Polish high school student develops technology for lab grown organs
A wrist band measuring the heart rate and body temperature, a piece of automated training equipment helping patients in long rehabilitation to learn how to walk again, or Pregnabit, a device for remote basic diagnostics in the last trimester of pregnancy. These are but a few innovations to be presented at the Investing in Medical Innovations Congress & Fair (Katowice, 18-19 February).
Among the authors of the innovations to take stage at the congress is Maciej Mańka, a student at the Junior and Senior High School in Chorzów (Akademicki Zespół Szkół Ogólnokształcących). He is the youngest of all speakers. He will present his own-developed technology for manufacturing devices for growing artificial organs.
Maciej Mańka pursues his scientific passions under the eye of Joanna Raczkowska, PhD and Jakub Rysz, PhD at Faculty of Physics and Astronomy, Jagiellonian University. “The result of my research is the Poland’s first and one of Europe’s unique prototype of a device which is identical to the one developed at Harvard. However, I made out a technology for much cheaper and less sophisticated production process, which otherwise involves the use of equipment that most universities don’t have access to,” says Maciej Mańka.
New possibilities to test medication
Maciej Mańka believes that the technology he’s working on may enable precise analysis of the adverse effects that even the smallest bacteria and viruses can have on the human body. What’s more, it could also allow us to test new medicines in entirely new conditions. “An increasing number of cutting-edge therapies, such as anti-cancer or AIDS treatments, involves particles that are so small that it becomes difficult to study them on animals. This technology does away with the problem of complicated animal testing, and opens the way for tests on human rather than mice cells,” explains the talented student.
It all started with a scientific internship programme by E(x)plory
The cooperation between Maciej Mańka and the Jagiellonian University kicked off in 2015, when the young citizen of Chorzów made his way to the finals of the science competition E(x)plory, and then won an internship programme at the university. Will Maciej’s delivery at Investing in Medical Innovations earn him a deal with an investor?

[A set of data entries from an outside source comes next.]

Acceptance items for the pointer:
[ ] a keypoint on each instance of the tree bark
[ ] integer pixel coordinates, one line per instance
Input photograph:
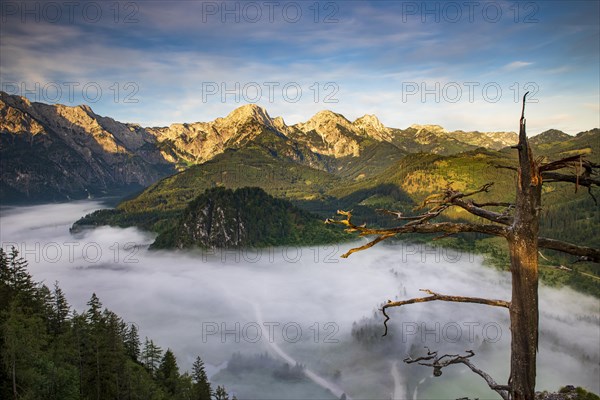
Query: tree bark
(523, 248)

Magdalena Władysiuk, President at MedInvest Scanner, a company which is capable of assessing if any new medical technology development holds a potential to bring actual improvement to the lives of patients and welfare system, explains: “For the authors of these innovations, the Congress is a good occasion to get some insight into the process leading form a technological idea to its commercialisation. We’ll be speaking about key considerations in budget planning, certification and patenting.
The Congress will bring together authors of innovative projects
Speaking at the Congress will be some authors of innovative projects from across Poland, including Edyta Kocyk, a doctoral student at SGH, who designed a wrist band measuring such indicators as the heart rate or body temperature, Bartłomiej Wielogórski and Grzegorz Piątek, graduates from AGH, who invented an automated device assisting persons undergoing long rehabilitation in learning to walk again after an injury, or Patrycja Wizińska-Socha, Anna Skotny and Marcin Bruś, authors of Pregnabit, a device for remote diagnostics with standard tests in the final trimester of pregnancy.